TEHRAN – “Mind the Gap: An Evolutionary View of Health and Inequality” by Richard G. Wilkinson has been published in Persian.
Kargadan is the publisher of the Persian edition translated by Mohammad-Mehdi Hatef. The book was originally published in 2000.
Inequality kills. Both rich and poor die younger in countries with the greatest inequalities in income.
Countries like the United States with big gaps between rich and poor have higher death rates than those with smaller gaps such as Sweden and Japan. Why?
In “Mind the Gap”, Wilkinson provides a novel Darwinian approach to this question. He points out that inequality is new to our species: in our two-million-year history, human societies became hierarchical only about ten thousand years ago.

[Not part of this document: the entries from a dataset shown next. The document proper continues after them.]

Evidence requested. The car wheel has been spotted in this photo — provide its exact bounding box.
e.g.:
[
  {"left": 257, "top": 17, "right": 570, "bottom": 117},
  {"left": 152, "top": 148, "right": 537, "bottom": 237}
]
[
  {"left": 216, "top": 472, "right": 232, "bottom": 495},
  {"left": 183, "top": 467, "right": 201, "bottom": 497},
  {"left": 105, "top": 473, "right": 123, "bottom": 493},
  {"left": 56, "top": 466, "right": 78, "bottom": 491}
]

Because our minds and bodies are adapted to a more egalitarian life, today’s hierarchical structures may be considered unnatural. To people at the bottom of the heap, the world seems hostile and the stress is harmful.
If you’re not in control, you’re at risk. This is a penetrating analysis of patterns of health and disease that has implications for social policy.
Wilkinson concludes that rather than relying on more police, prisons, social workers or doctors, we must tackle the corrosive social effects of income differences at their roots.
Wilkinson has played a formative role in international research and his work has been published in 10 languages.
He studied economic history at the London School of Economics before training in epidemiology and is Professor Emeritus at the University of Nottingham Medical School and Honorary Professor at University College London.
Photo: Front cover of the Persian edition of Richard G. Wilkinson’s book “Mind the Gap”.